While we’re talking pricing, I posted thoughts on LinkedIn over the weekend on Sarepta’s communications approach to the cost of its $3.2 million gene therapy for Duchenne muscular dystrophy med, Elevidys. The tl;dr summary: they nailed the PR element.
New York, California and four other states filed a brief in the FTC’s lawsuit to stop the Amgen-Horizon tie-up. The states are taking the side of the FTC, though the brief from the states didn’t advance any new arguments. This is still a long shot for the antitrust warriors.
If I wasn’t in the middle of moving all of my worldly possessions exactly six miles south, I would read the National Alliance for Healthcare Purchaser Coalitions’ “Addressing Pharmacy Benefit Management Misalignment” document more closely. It’s a roadmap for how employers can better deal with PBMs, and given that there is a lot of evidence that employers usually bring a knife to that gun fight, a deeper look is probably warranted.

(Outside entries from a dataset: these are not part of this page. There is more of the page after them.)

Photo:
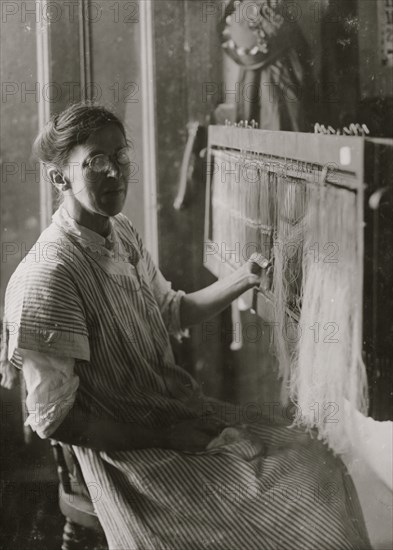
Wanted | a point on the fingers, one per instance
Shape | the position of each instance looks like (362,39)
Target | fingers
(259,259)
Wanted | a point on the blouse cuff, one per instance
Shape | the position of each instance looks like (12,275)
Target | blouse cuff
(175,328)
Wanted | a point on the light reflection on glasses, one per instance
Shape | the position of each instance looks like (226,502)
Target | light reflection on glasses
(103,163)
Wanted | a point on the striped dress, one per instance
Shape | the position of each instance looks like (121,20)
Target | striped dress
(272,487)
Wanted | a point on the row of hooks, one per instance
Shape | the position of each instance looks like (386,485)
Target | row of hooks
(354,129)
(242,124)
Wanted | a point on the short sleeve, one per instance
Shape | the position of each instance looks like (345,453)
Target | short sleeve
(51,390)
(168,300)
(44,312)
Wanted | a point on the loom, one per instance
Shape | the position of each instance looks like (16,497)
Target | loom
(318,207)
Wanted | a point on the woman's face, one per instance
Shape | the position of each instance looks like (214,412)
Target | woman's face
(104,191)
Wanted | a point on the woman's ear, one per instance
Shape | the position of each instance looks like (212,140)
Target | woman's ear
(57,178)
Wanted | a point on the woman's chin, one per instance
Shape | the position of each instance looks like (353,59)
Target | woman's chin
(112,204)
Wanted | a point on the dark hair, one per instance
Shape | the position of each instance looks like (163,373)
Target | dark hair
(71,127)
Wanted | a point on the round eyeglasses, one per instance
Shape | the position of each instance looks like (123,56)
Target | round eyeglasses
(103,163)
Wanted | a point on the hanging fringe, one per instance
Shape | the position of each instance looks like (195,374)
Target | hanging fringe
(327,366)
(312,230)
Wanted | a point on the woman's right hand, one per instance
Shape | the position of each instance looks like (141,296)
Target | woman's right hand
(192,435)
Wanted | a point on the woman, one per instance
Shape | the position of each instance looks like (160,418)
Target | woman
(88,315)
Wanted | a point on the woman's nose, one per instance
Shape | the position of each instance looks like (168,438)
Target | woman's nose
(114,170)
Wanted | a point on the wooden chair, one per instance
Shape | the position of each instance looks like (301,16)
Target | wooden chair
(82,530)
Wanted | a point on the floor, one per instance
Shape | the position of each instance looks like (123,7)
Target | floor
(32,520)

The 340B program increases spending. This is fairly close to an established fact, and a new JAMA Health Forum piece adds another piece of evidence in support, showing that newly minted 340B hospitals have higher spending on outpatient oncology drugs.
Americans really want GLP-1 obesity drugs. Half of everyone polled by STAT/Harris said they’d pay $100 a month for the meds. About one in six are up for paying $500 a month. Of course, nearly everyone still thinks that insurance companies should foot the bill.